The Six Age-friendly Universities Pillars of Activity
(Core Areas of Higher Education)
To extend age-friendly awareness and expertise, universities that support age diversity and age-friendly initiatives should be anchored on these six pillars of activity in higher education:
- Teaching and Learning
- Lifelong Learning
- Research and Innovation
- Intergenerational Learning
- Encore Careers and Enterprise
- Civic Engagement
The ten principles of Age-Friendly Universities are a framework to help universities to become more age-friendly. – Melissa Batchelor, PhD, RN, FNP-BC, FGSA, FAAN
The Ten Age-Friendly Universities Principles
The 10 Age-Friendly Universities principles include an idealistic and systematic model that enables higher education organizations to commit more attention to aging and education. Institutions from all around the world are welcome to embrace the following 10 Age-Friendly Universities principles:
- To encourage the participation of older adults in all the university’s core activities, including educational and research programs.
- To promote personal and career development in the second half of life and support those who wish to pursue second careers.
- To recognize the range of educational needs of older adults (from early school-leavers to those who wish to pursue master’s – or doctoral-level qualifications.
- To promote intergenerational learning to facilitate the reciprocal sharing of expertise between learners of all ages.
- To widen access to online educational opportunities for older adults to ensure a diversity of routes to participation.
- To ensure that the university’s research agenda is informed by an aging society’s needs and to promote public discourse on how higher education can better respond to the varied interests and needs of older adults.

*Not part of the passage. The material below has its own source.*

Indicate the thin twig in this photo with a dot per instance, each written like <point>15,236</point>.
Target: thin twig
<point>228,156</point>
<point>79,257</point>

- To increase students’ understanding of the longevity dividend and the increasing complexity and richness that aging brings to our society.
- To enhance access for older adults to the university’s range of health and wellness programs and its arts and cultural activities.
- To engage actively with the university’s retired community.
- To ensure regular dialogue with organizations representing the interests of the aging population.
How To Become an Age-friendly University Partner?
Join the Age-Friendly University Network to build more age-friendly institutions of higher education. Send a confirmation letter of your institution’s endorsement to Christine O’Kelly, Age-Friendly University Global Network Coordinator at DCU (email@example.com, website: www.dcu.ie/agefriendly) and AGHE (firstname.lastname@example.org). Include the AFU contact(s) at your institution, a link to your institution’s website, and a copy of your institutional logo to be used on the DCU AFU webpages. It is also helpful to state what you wish to achieve by participating in the AFU initiative.
About Joann M. Montepare, PhD:
Joann M. Montepare is Professor of Psychology and Director of the RoseMary B. Fuss Center for Research on Aging and Intergenerational Studies at Lasell University. She earned her PhD in lifespan social-developmental psychology from Brandeis University and conducts research exploring social and personal perceptions of age.
An advocate of intergenerational teaching and learning, she has developed innovative educational programs such as Talk of Ages which bring older and younger learners together across the curriculum and provide resources for educators to integrate intergenerational exchange and aging content in their classrooms.
A champion of the Age-Friendly University (AFU) initiative, she has been involved in various efforts to advance age inclusivity in higher education and the AFU global network. She is the convener of the GSA AFU interest group, AGHE (Vice) Chair, and President (elect) of APA’s Division 20 (Adult Development and Aging). An active member of the Boston aging network, she is past president of the Massachusetts Gerontology Association (MGA) and serves on boards and councils of diverse community organizations.
Her most recent collaboration is the RRF-funded study with UMass Boston colleagues, Taking the Pulse of Age-Friendliness in Higher Education in the US Today. She is an AGHE, GSA, APA, and SESP Fellow.